Maybe this can be fixed by just catching all exceptions:

--- a/lib/sassc/functions_handler.rb	2024-07-01 17:12:43.522095555 +0300
+++ b/lib/sassc/functions_handler.rb	2024-07-01 16:37:31.255145300 +0300
@@ -25,7 +25,7 @@
             function_arguments = arguments_from_native_list(native_argument_list)
             result = functions_wrapper.send(custom_function, *function_arguments)
             to_native_value(result)
-          rescue StandardError => exception
+          rescue Exception => exception
             # This rescues any exceptions that occur either in value conversion
             # or during the execution of a custom function.
             error(exception.message)

It works for my case, catching "stack level too deep" and converting to sass compilation error, but I'm not sure if it's overall a good idea to catch non-StandardError exceptions and what consequences might it cause, especially when working near ffi boundaries. Maybe calling Kernel#abort in case of non-StandardError is a better idea.

[kolen]

Maybe calling Kernel#abort in case of non-StandardError is a better idea.

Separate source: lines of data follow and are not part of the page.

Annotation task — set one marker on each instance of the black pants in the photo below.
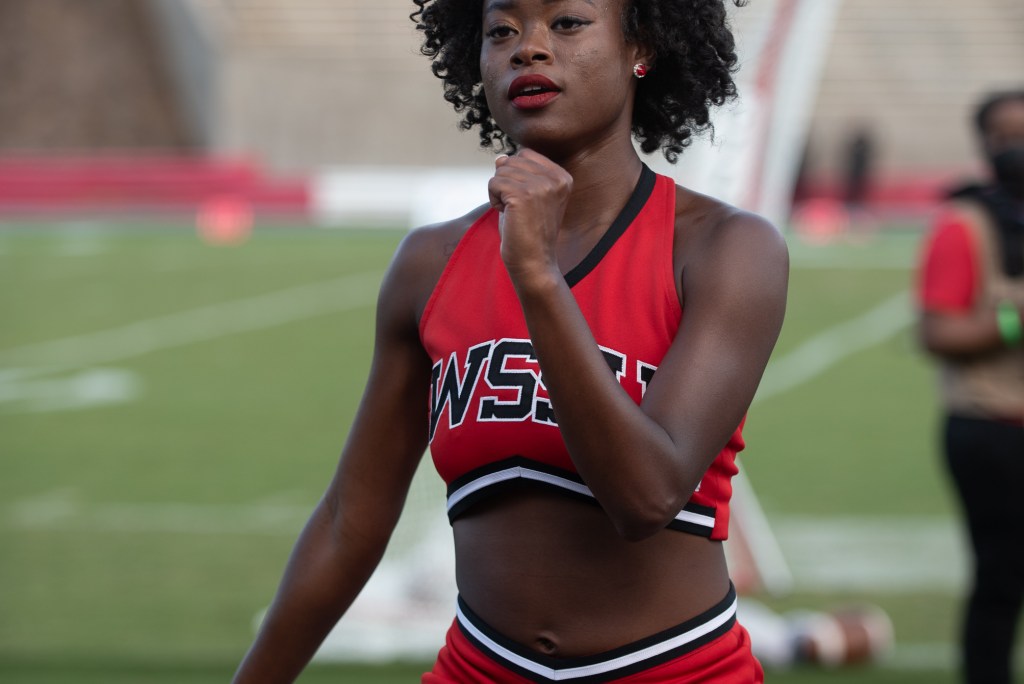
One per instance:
(986, 460)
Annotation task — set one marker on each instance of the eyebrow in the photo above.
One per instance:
(506, 5)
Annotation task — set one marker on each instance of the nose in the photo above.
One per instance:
(532, 48)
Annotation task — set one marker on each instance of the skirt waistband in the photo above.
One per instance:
(637, 656)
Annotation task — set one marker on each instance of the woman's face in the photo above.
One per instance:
(558, 74)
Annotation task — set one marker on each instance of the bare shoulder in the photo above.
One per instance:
(713, 232)
(422, 255)
(706, 227)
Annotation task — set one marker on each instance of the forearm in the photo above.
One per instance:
(327, 569)
(960, 335)
(628, 460)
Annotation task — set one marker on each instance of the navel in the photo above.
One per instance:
(546, 644)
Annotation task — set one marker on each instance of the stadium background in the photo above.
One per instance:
(174, 388)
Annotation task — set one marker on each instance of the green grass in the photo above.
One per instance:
(259, 416)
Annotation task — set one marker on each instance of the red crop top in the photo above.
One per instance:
(491, 420)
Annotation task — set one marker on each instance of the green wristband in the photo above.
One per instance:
(1008, 318)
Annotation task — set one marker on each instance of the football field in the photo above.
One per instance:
(171, 411)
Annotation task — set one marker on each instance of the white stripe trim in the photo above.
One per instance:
(598, 668)
(519, 472)
(515, 472)
(695, 518)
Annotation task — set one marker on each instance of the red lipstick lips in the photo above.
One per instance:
(532, 91)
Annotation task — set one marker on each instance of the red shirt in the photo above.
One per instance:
(491, 420)
(949, 270)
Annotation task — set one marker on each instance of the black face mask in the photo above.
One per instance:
(1009, 168)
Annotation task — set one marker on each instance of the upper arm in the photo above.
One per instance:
(734, 281)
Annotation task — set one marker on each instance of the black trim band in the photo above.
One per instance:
(477, 484)
(642, 191)
(631, 658)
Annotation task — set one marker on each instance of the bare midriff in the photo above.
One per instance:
(551, 572)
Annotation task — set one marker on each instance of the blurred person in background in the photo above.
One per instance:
(587, 434)
(971, 296)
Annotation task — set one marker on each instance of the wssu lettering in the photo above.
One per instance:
(513, 387)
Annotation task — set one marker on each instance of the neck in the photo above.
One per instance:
(603, 179)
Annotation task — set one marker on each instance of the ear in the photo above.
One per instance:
(644, 55)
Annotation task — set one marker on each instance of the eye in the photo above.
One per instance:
(568, 23)
(500, 31)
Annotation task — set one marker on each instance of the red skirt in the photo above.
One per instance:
(712, 647)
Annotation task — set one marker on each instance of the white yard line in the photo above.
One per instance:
(199, 325)
(833, 345)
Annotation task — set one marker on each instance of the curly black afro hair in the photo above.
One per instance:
(694, 50)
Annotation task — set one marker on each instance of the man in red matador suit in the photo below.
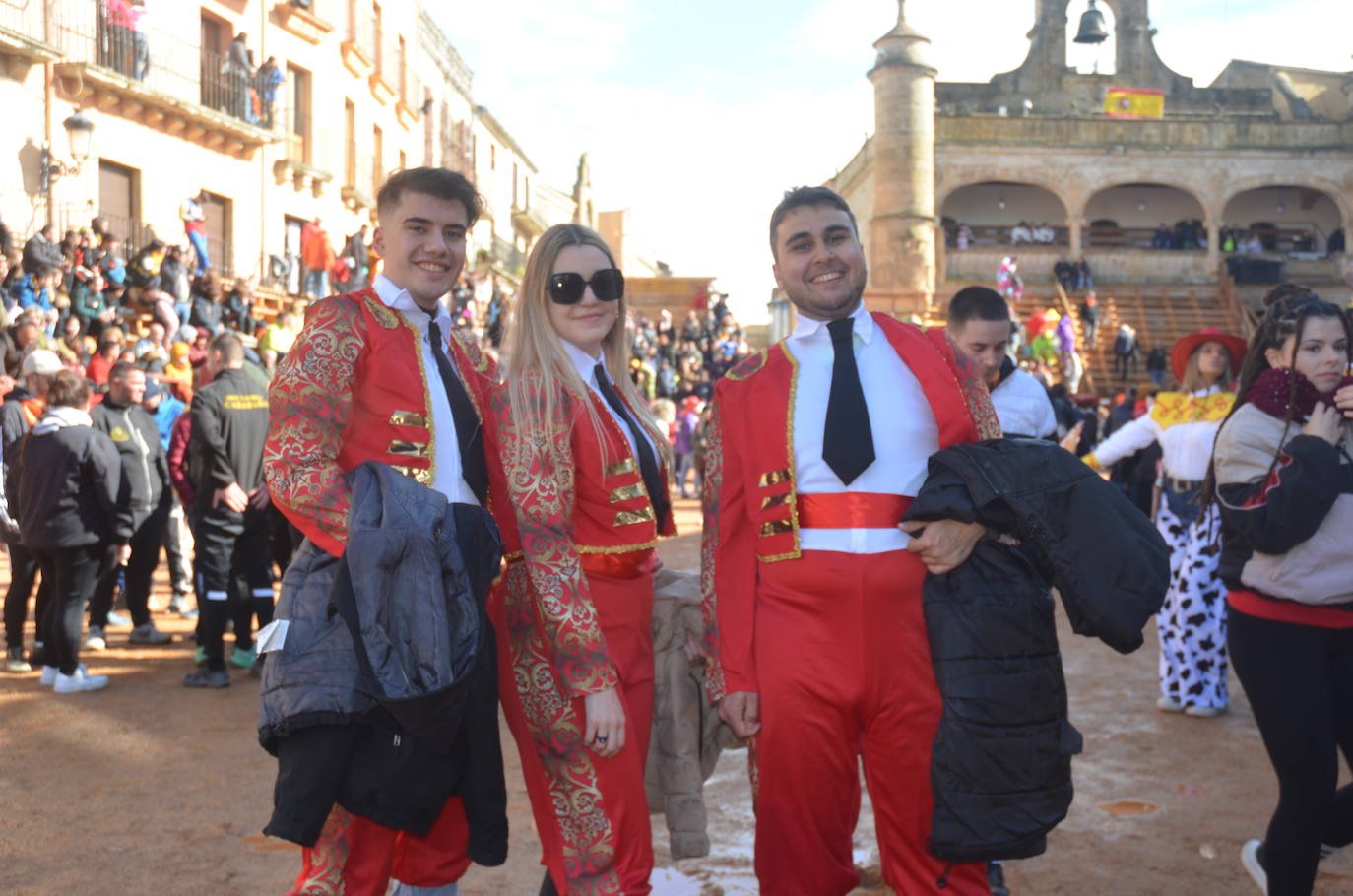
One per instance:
(812, 591)
(382, 375)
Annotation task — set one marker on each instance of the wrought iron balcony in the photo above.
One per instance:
(159, 80)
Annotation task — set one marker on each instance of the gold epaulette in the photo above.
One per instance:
(747, 367)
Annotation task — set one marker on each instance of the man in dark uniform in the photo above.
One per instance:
(145, 478)
(228, 429)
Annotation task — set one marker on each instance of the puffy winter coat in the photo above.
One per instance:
(686, 736)
(382, 696)
(1000, 768)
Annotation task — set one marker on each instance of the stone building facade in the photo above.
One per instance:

Tried it, it does not abort ruby process immediately, it also causes ffi callback function to return with null pointer. So first, error message is printed and then segfault still happens.

I don't know a proper way to abort inside ffi callbacks, so maybe just rescuing all exceptions with the same handler that returns error value is okay.